56 –      Ik moet hieraan toevoegen dat het traditionele merkenrechtelijke kader, waarin wordt beoordeeld wat de respons van de consument is op het gebruik van een teken, problemen geeft wanneer slechts gekeken wordt naar de trefwoordselectie. In zoekmachinereclame gaat de gedachtenassociatie van de internetgebruiker die een zoekactie verricht met een bepaalde zoekterm immers vooraf aan de vertoning van de gesponsorde advertentie, te weten het moment waarop het causale effect van het gebruik van het merk voor de gebruiker waarneembaar wordt.


57 –      Arrest Google France en Google, punten 51 en 52; zie ook de conclusie van advocaat-generaal Maduro, punt 150.

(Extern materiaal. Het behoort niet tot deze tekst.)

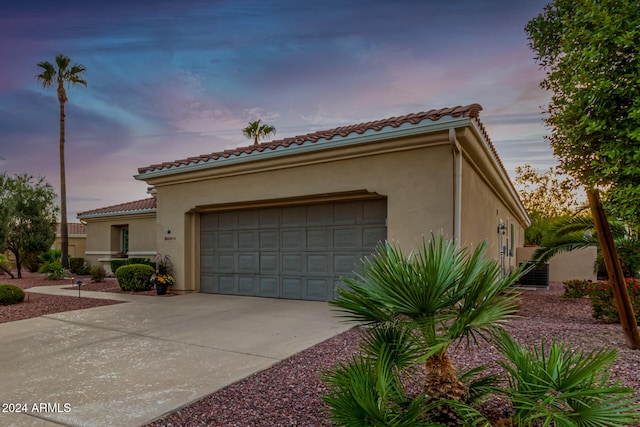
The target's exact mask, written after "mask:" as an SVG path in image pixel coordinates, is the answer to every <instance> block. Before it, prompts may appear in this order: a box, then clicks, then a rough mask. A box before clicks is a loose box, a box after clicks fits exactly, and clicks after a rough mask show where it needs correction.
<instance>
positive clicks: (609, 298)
mask: <svg viewBox="0 0 640 427" xmlns="http://www.w3.org/2000/svg"><path fill="white" fill-rule="evenodd" d="M625 282H626V284H627V289H628V290H629V297H630V299H631V305H632V306H633V312H634V313H635V314H636V319H637V318H638V314H640V280H638V279H632V278H627V279H625ZM588 295H589V298H590V299H591V315H592V316H593V317H594V318H595V319H599V320H604V321H605V322H609V323H620V316H619V315H618V309H617V307H616V302H615V300H614V299H613V290H612V289H611V284H610V283H609V282H603V281H602V282H593V283H592V284H591V285H590V286H589V289H588Z"/></svg>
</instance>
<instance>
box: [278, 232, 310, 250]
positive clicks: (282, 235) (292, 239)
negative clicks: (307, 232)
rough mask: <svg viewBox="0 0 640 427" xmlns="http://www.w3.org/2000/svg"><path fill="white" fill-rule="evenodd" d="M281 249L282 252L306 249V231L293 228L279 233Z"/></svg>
mask: <svg viewBox="0 0 640 427" xmlns="http://www.w3.org/2000/svg"><path fill="white" fill-rule="evenodd" d="M280 242H281V243H282V245H281V248H282V249H283V250H296V251H301V250H304V249H305V248H306V247H307V236H306V229H304V228H293V229H286V230H282V231H281V232H280Z"/></svg>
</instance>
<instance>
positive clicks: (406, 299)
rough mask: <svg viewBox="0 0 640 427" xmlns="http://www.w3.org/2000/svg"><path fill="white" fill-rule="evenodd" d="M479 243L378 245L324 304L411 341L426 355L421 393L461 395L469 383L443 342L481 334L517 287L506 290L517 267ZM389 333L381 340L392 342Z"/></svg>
mask: <svg viewBox="0 0 640 427" xmlns="http://www.w3.org/2000/svg"><path fill="white" fill-rule="evenodd" d="M485 246H486V245H485V244H481V245H479V246H478V247H476V249H475V250H473V251H470V250H468V249H464V248H463V249H460V248H458V247H457V246H456V244H455V243H454V242H452V241H444V240H443V238H442V237H440V238H435V237H433V236H432V238H431V240H430V241H429V243H428V244H427V243H426V242H423V244H422V246H421V247H420V249H419V250H418V251H416V252H415V253H413V254H411V256H409V257H406V256H404V255H403V253H402V251H401V250H400V249H399V248H397V247H395V246H393V245H390V244H388V243H387V244H384V245H381V246H380V247H379V248H378V251H377V253H376V254H375V255H374V256H373V257H372V258H367V259H366V260H365V261H364V269H363V272H362V273H361V274H359V275H358V277H357V279H343V280H344V282H345V283H346V284H347V285H348V286H349V288H348V289H341V288H339V289H337V292H338V294H339V296H338V297H337V298H336V299H334V300H332V301H329V304H331V305H333V306H334V307H337V309H338V310H339V311H341V312H342V313H343V314H342V316H343V317H345V318H347V319H350V320H353V321H357V322H361V323H364V324H366V325H369V326H370V327H371V328H374V329H379V328H382V330H394V331H396V332H394V335H402V336H407V337H412V341H413V344H411V346H412V347H413V348H414V349H416V348H417V351H418V353H419V354H422V355H425V359H424V360H425V361H424V364H425V368H426V370H425V374H426V375H425V378H424V391H425V393H426V395H427V396H429V397H430V398H435V399H451V400H457V401H465V400H466V397H467V391H468V390H467V389H466V386H465V385H464V384H463V383H462V381H461V380H460V378H459V377H458V374H457V372H456V369H455V367H454V365H453V363H452V361H451V359H450V358H449V355H448V350H449V348H450V347H451V346H452V345H454V344H455V343H458V342H460V341H465V342H468V340H469V339H471V340H473V341H475V340H476V339H477V338H480V337H483V338H486V336H487V334H488V333H490V332H492V331H495V330H496V329H499V328H500V323H501V322H503V321H505V320H506V319H508V318H509V317H510V316H512V315H514V314H515V312H516V311H517V302H516V301H517V300H516V295H514V294H513V293H509V292H505V291H506V290H507V288H508V287H509V286H510V285H511V284H512V283H514V282H515V280H516V279H517V278H518V276H519V275H520V274H521V273H522V271H520V270H518V271H515V272H514V273H512V274H510V275H507V276H504V277H501V268H500V264H499V263H498V262H496V261H494V260H490V259H485V258H484V256H483V254H484V249H485ZM384 335H389V334H388V333H387V332H385V334H384ZM393 341H396V343H395V344H394V343H392V342H389V343H387V344H386V345H396V346H397V345H398V343H397V341H398V340H397V339H394V340H393ZM414 346H415V347H414ZM414 351H415V350H414Z"/></svg>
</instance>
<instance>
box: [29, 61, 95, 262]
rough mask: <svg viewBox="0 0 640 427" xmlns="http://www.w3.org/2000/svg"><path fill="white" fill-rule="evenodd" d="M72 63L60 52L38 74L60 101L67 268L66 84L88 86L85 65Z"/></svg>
mask: <svg viewBox="0 0 640 427" xmlns="http://www.w3.org/2000/svg"><path fill="white" fill-rule="evenodd" d="M70 63H71V59H69V57H68V56H65V55H63V54H58V55H57V56H56V63H55V66H54V65H53V64H51V63H50V62H46V61H45V62H40V63H38V67H40V68H41V69H42V73H40V74H38V75H37V76H36V77H37V79H38V80H39V81H40V82H42V86H43V87H45V88H48V87H52V86H54V85H56V87H57V92H58V102H59V103H60V240H61V245H62V260H61V261H62V265H63V266H64V267H65V268H69V230H68V229H67V184H66V179H65V168H64V124H65V113H64V105H65V104H66V103H67V101H68V99H67V92H66V90H65V89H64V84H65V83H67V86H68V87H71V86H75V85H76V84H81V85H83V86H85V87H86V86H87V82H86V81H85V80H83V79H82V78H81V75H82V73H84V72H85V71H86V68H85V67H84V65H80V64H73V66H71V67H70V68H69V64H70Z"/></svg>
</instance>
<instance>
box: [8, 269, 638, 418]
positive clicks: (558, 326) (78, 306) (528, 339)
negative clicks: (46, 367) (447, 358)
mask: <svg viewBox="0 0 640 427" xmlns="http://www.w3.org/2000/svg"><path fill="white" fill-rule="evenodd" d="M47 282H48V281H46V280H42V275H37V276H35V275H29V274H28V275H26V276H25V278H24V279H20V280H13V279H10V278H8V277H7V276H0V283H8V284H15V285H17V286H19V287H21V288H23V289H28V288H29V287H32V286H46V285H47ZM88 282H90V281H89V280H87V279H85V283H87V285H85V286H83V288H82V289H84V290H102V291H107V292H109V291H116V292H117V291H118V290H117V288H116V289H114V286H113V285H114V282H113V281H111V282H109V281H108V282H106V283H102V284H89V283H88ZM48 284H49V285H50V284H60V283H55V282H53V283H52V282H48ZM153 293H154V292H153V291H150V292H148V293H147V294H148V295H149V297H150V298H160V297H158V296H153ZM28 295H29V302H26V303H23V304H19V305H16V306H4V307H3V306H0V323H1V322H10V321H13V320H19V319H25V318H29V317H36V316H40V315H43V314H49V313H56V312H61V311H67V310H78V309H82V308H89V307H95V306H101V305H108V304H113V303H117V302H116V301H110V300H102V299H100V300H99V299H90V298H81V299H79V298H74V297H54V296H51V295H42V294H29V293H28ZM177 298H179V296H177ZM79 300H81V301H79ZM519 314H520V317H519V318H516V319H512V320H510V321H509V323H508V325H507V328H508V329H509V332H510V333H511V335H512V336H513V337H514V338H516V339H517V340H518V341H519V342H521V343H524V344H529V343H534V342H535V343H537V342H539V341H540V340H541V339H544V340H545V342H551V341H552V340H553V339H556V340H558V341H562V340H566V341H567V342H569V343H571V344H572V345H573V346H574V348H575V349H576V350H584V351H587V352H589V351H591V350H594V349H599V348H601V347H603V346H607V347H612V348H615V349H616V350H617V351H618V359H617V360H616V362H615V363H614V365H613V368H612V376H613V378H614V379H617V380H620V381H621V382H622V383H623V385H625V386H628V387H632V388H635V389H636V390H640V351H633V350H629V349H628V348H627V346H626V343H625V338H624V335H623V333H622V329H621V326H620V325H619V324H605V323H602V322H600V321H596V320H595V319H593V318H592V317H591V308H590V306H589V300H588V298H583V299H565V298H562V285H561V284H551V286H550V289H548V290H523V291H522V307H521V310H520V313H519ZM359 336H360V331H359V330H358V329H357V328H354V329H351V330H349V331H347V332H345V333H342V334H340V335H338V336H336V337H333V338H331V339H329V340H327V341H325V342H323V343H321V344H319V345H316V346H314V347H312V348H310V349H307V350H305V351H303V352H301V353H298V354H297V355H295V356H293V357H291V358H289V359H287V360H284V361H282V362H280V363H278V364H276V365H274V366H273V367H271V368H270V369H267V370H264V371H262V372H259V373H257V374H254V375H252V376H250V377H247V378H245V379H244V380H241V381H239V382H237V383H235V384H232V385H230V386H228V387H225V388H223V389H221V390H219V391H217V392H215V393H213V394H211V395H208V396H205V397H203V398H201V399H200V400H197V401H195V402H193V403H192V404H190V405H187V406H185V407H183V408H180V409H178V410H176V411H175V412H172V413H170V414H167V415H166V416H164V417H163V418H160V419H158V420H156V421H154V422H152V423H149V424H147V426H146V427H161V426H164V427H178V426H192V427H195V426H225V427H233V426H238V427H240V426H242V427H252V426H256V427H257V426H264V427H267V426H268V427H274V426H306V427H310V426H313V427H319V426H331V425H332V424H331V423H330V422H329V421H328V420H327V414H326V412H325V407H324V405H323V402H322V400H321V396H322V395H323V394H325V393H326V392H327V389H326V387H325V386H324V384H323V383H322V381H321V380H320V376H321V374H322V372H323V371H325V370H327V369H329V368H330V367H332V366H333V365H335V364H336V363H339V362H340V361H343V360H346V359H348V358H350V357H351V356H352V355H353V354H354V353H356V352H357V348H358V339H359ZM498 357H499V355H498V352H497V351H496V350H495V349H494V348H492V347H491V346H489V345H487V344H482V345H480V346H478V347H473V348H471V349H469V350H467V349H465V348H462V347H458V348H456V349H454V350H453V351H452V354H451V358H452V360H453V363H454V364H455V365H456V367H457V368H460V369H465V368H470V367H473V366H478V365H483V364H489V365H490V366H491V371H494V372H497V371H499V368H498V367H497V365H496V364H495V360H496V359H497V358H498ZM149 404H150V405H151V404H153V402H150V403H149ZM505 407H506V403H505V402H504V401H503V400H502V399H500V398H496V399H493V400H491V401H489V402H487V403H486V404H485V405H484V406H483V411H484V412H485V413H486V414H487V415H489V416H495V415H496V414H499V413H500V412H502V410H504V409H505Z"/></svg>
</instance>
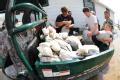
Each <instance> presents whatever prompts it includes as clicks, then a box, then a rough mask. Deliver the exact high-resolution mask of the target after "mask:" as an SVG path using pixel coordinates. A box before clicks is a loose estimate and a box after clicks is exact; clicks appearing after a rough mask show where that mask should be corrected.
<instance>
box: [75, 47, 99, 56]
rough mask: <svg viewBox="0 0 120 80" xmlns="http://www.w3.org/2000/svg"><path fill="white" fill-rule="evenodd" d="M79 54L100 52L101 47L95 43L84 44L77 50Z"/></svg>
mask: <svg viewBox="0 0 120 80" xmlns="http://www.w3.org/2000/svg"><path fill="white" fill-rule="evenodd" d="M77 52H78V55H80V56H84V55H92V54H98V53H100V51H99V48H98V47H97V46H95V45H83V46H82V47H81V48H79V49H78V50H77Z"/></svg>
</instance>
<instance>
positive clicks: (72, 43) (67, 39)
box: [66, 36, 82, 51]
mask: <svg viewBox="0 0 120 80" xmlns="http://www.w3.org/2000/svg"><path fill="white" fill-rule="evenodd" d="M66 42H67V43H69V44H70V45H71V47H72V49H73V50H74V51H76V50H77V49H79V48H81V47H82V44H81V42H80V40H79V39H78V37H75V36H69V37H68V38H67V39H66Z"/></svg>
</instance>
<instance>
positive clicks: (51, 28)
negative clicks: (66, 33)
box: [47, 26, 56, 33]
mask: <svg viewBox="0 0 120 80" xmlns="http://www.w3.org/2000/svg"><path fill="white" fill-rule="evenodd" d="M47 28H48V30H49V33H56V30H55V29H54V28H53V27H52V26H48V27H47Z"/></svg>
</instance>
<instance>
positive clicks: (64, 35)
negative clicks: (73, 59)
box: [59, 32, 68, 40]
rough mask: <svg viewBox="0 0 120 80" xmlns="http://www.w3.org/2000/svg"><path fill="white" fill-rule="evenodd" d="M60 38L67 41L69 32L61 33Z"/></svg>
mask: <svg viewBox="0 0 120 80" xmlns="http://www.w3.org/2000/svg"><path fill="white" fill-rule="evenodd" d="M59 36H60V37H61V38H62V39H63V40H66V39H67V38H68V33H67V32H62V33H59Z"/></svg>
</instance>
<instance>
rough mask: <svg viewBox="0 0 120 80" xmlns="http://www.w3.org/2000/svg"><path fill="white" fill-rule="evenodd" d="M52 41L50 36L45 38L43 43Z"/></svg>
mask: <svg viewBox="0 0 120 80" xmlns="http://www.w3.org/2000/svg"><path fill="white" fill-rule="evenodd" d="M52 40H53V39H52V38H51V37H50V36H46V37H45V41H46V42H50V41H52Z"/></svg>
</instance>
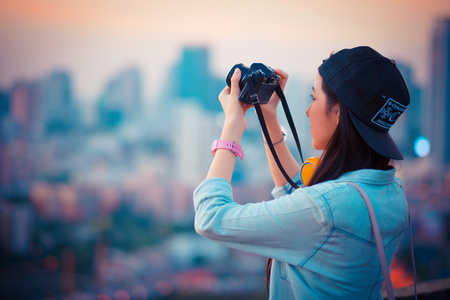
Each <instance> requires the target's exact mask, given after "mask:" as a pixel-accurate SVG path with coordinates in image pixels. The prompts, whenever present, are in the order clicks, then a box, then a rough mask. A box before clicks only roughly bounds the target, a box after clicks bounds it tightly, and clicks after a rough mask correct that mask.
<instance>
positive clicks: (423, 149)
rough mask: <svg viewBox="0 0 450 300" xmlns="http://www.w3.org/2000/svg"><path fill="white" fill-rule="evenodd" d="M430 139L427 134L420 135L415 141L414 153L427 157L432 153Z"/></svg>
mask: <svg viewBox="0 0 450 300" xmlns="http://www.w3.org/2000/svg"><path fill="white" fill-rule="evenodd" d="M430 149H431V145H430V141H429V140H428V139H427V137H425V136H419V137H418V138H417V139H416V141H415V142H414V153H415V154H416V155H417V156H419V157H425V156H427V155H428V154H430Z"/></svg>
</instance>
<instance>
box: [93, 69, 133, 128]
mask: <svg viewBox="0 0 450 300" xmlns="http://www.w3.org/2000/svg"><path fill="white" fill-rule="evenodd" d="M141 112H142V74H141V72H140V71H139V70H138V69H137V68H129V69H126V70H124V71H122V72H120V73H119V74H117V75H116V76H115V77H113V78H112V79H110V80H109V81H108V83H107V84H106V87H105V89H104V91H103V94H102V95H101V97H100V100H99V103H98V118H99V120H98V122H99V126H100V127H101V128H104V129H112V128H115V127H117V126H119V125H121V124H122V123H123V122H125V121H129V120H132V119H134V118H136V117H138V116H139V115H140V113H141Z"/></svg>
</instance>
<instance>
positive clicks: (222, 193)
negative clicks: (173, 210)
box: [194, 47, 409, 299]
mask: <svg viewBox="0 0 450 300" xmlns="http://www.w3.org/2000/svg"><path fill="white" fill-rule="evenodd" d="M318 71H319V72H318V74H317V77H316V79H315V82H314V87H313V92H312V103H311V104H310V106H309V107H308V109H307V110H306V115H307V116H308V117H309V118H310V126H311V130H310V132H311V136H312V144H313V147H314V148H315V149H318V150H324V151H323V154H322V157H321V158H322V162H321V164H320V165H319V166H318V168H317V170H316V172H315V174H314V176H313V177H312V179H311V181H310V182H309V185H308V186H307V187H303V188H299V189H297V190H292V188H291V187H290V186H289V185H288V184H287V183H286V179H285V178H284V176H283V175H282V174H281V172H280V171H279V170H278V167H277V165H276V164H275V162H274V160H273V157H272V154H271V153H270V151H269V150H268V147H267V145H266V148H267V149H266V152H267V157H268V161H269V165H270V170H271V173H272V177H273V180H274V183H275V186H276V188H275V189H274V190H273V192H272V194H273V196H274V198H275V199H274V200H271V201H266V202H260V203H255V204H247V205H239V204H237V203H235V202H234V201H233V195H232V191H231V186H230V181H231V176H232V173H233V168H234V163H235V160H236V155H237V154H239V147H238V146H237V144H239V142H240V140H241V137H242V134H243V132H244V130H245V127H246V121H245V113H246V111H247V110H248V109H249V106H247V105H245V104H242V103H241V102H240V101H239V100H238V96H239V86H238V83H239V79H240V71H239V70H236V72H235V73H234V75H233V77H232V80H231V81H232V83H231V88H228V87H226V88H225V89H224V90H223V91H222V92H221V94H220V95H219V100H220V102H221V105H222V107H223V110H224V112H225V122H224V126H223V130H222V134H221V137H220V139H221V140H225V141H234V143H232V144H233V146H234V149H232V150H233V151H230V150H227V149H226V147H225V149H224V148H220V147H219V148H217V149H214V152H215V156H214V159H213V161H212V163H211V167H210V169H209V172H208V175H207V178H206V180H205V181H204V182H202V183H201V184H200V185H199V186H198V187H197V189H196V191H195V192H194V207H195V211H196V215H195V229H196V231H197V232H198V233H199V234H201V235H203V236H205V237H207V238H209V239H211V240H214V241H217V242H219V243H221V244H223V245H225V246H228V247H231V248H235V249H240V250H243V251H248V252H252V253H255V254H259V255H262V256H265V257H270V258H272V259H271V262H270V266H269V267H270V268H268V271H269V273H270V292H269V296H270V299H381V293H380V289H381V286H382V284H383V277H382V274H381V268H380V262H379V258H378V254H377V250H376V245H375V241H374V238H373V234H372V228H371V225H370V220H369V216H368V212H367V208H366V206H365V204H364V201H363V199H362V198H361V196H360V194H359V192H358V191H357V190H356V189H355V188H354V187H353V186H351V185H350V184H349V183H348V182H354V183H356V184H358V185H359V186H361V187H362V188H363V189H364V191H365V192H366V193H367V194H368V196H369V198H370V199H371V201H372V204H373V206H374V210H375V213H376V215H377V219H378V223H379V225H380V231H381V235H382V238H383V245H384V247H385V253H386V256H387V261H388V264H390V263H391V261H392V259H393V257H394V254H395V252H396V250H397V246H398V244H399V242H400V239H401V237H402V234H403V232H404V230H405V228H406V226H407V219H408V212H407V203H406V199H405V194H404V191H403V188H402V185H401V182H400V180H399V179H398V178H396V177H395V168H394V167H393V166H392V164H391V161H392V160H400V159H403V156H402V154H401V153H400V151H399V150H398V148H397V147H396V145H395V143H394V142H393V140H392V138H391V137H390V135H389V133H388V130H389V128H390V127H391V126H392V124H394V122H395V121H396V120H397V118H398V116H399V115H400V114H401V113H402V112H403V111H404V110H405V108H406V106H407V105H408V104H409V93H408V90H407V87H406V85H405V83H404V81H403V78H402V76H401V75H400V72H399V71H398V69H397V68H396V66H395V62H394V61H393V60H389V59H387V58H385V57H383V56H381V55H380V54H379V53H377V52H376V51H374V50H373V49H371V48H369V47H357V48H353V49H344V50H341V51H339V52H337V53H336V54H334V55H332V56H331V57H330V58H329V59H327V60H325V61H324V63H323V64H322V65H321V66H320V67H319V70H318ZM276 72H277V74H279V75H280V77H281V83H280V84H281V86H282V88H284V86H285V84H286V81H287V78H288V76H287V74H286V73H284V72H283V71H281V70H277V71H276ZM278 101H279V99H277V97H276V96H273V97H272V99H271V100H270V101H269V103H268V104H266V105H262V109H263V110H264V111H263V112H264V115H265V119H266V123H267V126H268V128H269V132H270V134H271V137H272V140H273V141H275V142H274V145H275V144H276V145H275V149H276V151H277V154H278V155H279V157H280V160H281V162H282V164H283V166H284V167H285V169H286V172H287V173H288V174H289V175H290V176H291V177H292V178H294V181H296V182H298V183H300V184H302V182H301V180H300V178H299V174H298V173H299V170H300V166H299V165H298V164H297V162H296V161H295V159H294V158H293V156H292V155H291V153H290V152H289V150H288V147H287V146H286V143H285V141H284V138H283V134H282V132H281V127H280V124H279V122H278V119H277V115H276V107H277V105H278ZM215 146H217V143H216V144H215Z"/></svg>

58 –      Mijn toevoeging.


59 – Arrest Google France en Google, punt 83.


60 – Zoals ik hierboven heb vastgesteld, kan in zeer specifieke omstandigheden verband houdend met de aard van de waren of diensten, in het licht van de reputatie of secundaire betekenis van het merk afbreuk worden gedaan aan de herkomstaanduidingsfunctie, zelfs wanneer in de advertentie het merk noch wordt genoemd noch daarnaar wordt verwezen.


61 – Over dit spectrum van onderscheidend vermogen, zie Holmqvist, t.a.p., blz. 17‑22.


62 – Zie de arresten Intel Corporation, punt 29, en L’Oréal e.a., punt 39 (beide reeds aangehaald).


63 – Ik spreek hier van de bron of herkomst in abstracte zin, als verwijzing naar de onderneming die de productie van de waren of de aanbieding van de diensten die onder het merk vallen in handen heeft, en niet de fabrikant of de dienstverrichter zelf; zie bijvoorbeeld het arrest Arsenal, reeds aangehaald, punt 48.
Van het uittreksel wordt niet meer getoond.